Telltale Signs of a Pointless Poll
[SEE CARTOON] Of course those 99% keep reading the pointless polls, and most research firms are happy to keep generating pointless polls. The problem? Too few research firms are willing and able to help clients differentiate a survey that is informative and truly worthy of print, versus one that is pointless.
So how do you know if your poll is pointless? Here are four telltale signs:
- The questions ask about sex or chocolate or root canals. Some people think it is interesting and newsworthy to compare how much consumers want to mop floors versus having a root canal, or whether they would rather give up cell phones versus chocolate versus sex. In our view, questions like these often seem like desperate attempts for attention.
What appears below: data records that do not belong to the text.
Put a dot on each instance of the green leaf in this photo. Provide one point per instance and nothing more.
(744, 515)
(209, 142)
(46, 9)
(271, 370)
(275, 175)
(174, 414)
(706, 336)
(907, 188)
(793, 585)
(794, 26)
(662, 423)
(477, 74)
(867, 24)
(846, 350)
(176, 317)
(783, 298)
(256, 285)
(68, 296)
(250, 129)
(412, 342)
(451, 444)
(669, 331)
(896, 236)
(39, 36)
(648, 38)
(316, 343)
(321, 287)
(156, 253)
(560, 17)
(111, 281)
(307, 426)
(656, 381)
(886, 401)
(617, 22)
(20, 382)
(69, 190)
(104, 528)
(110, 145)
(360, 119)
- The only goal is a USA Today Snapshot. A cute graphic on the front page of USA Today is nice if you can get it, but if there are no other substantial outlets, distribution channels, or content providers you know would be interested in your survey findings, then the poll is probably not worth doing.
- The questions have little strategic importance. We feel strongly that polls should not be gimmicks designed solely to land news coverage. If you can’t describe how the substantive findings affect your business decisions or strategy, then it’s probably a pointless poll.
- No one really wants to know the answers to the questions. Before fielding a survey, have colleagues in your company (or better yet, media contacts outside of your company) read the questions. If nobody has a sincere interest in how the results will land, then your poll is probably pointless.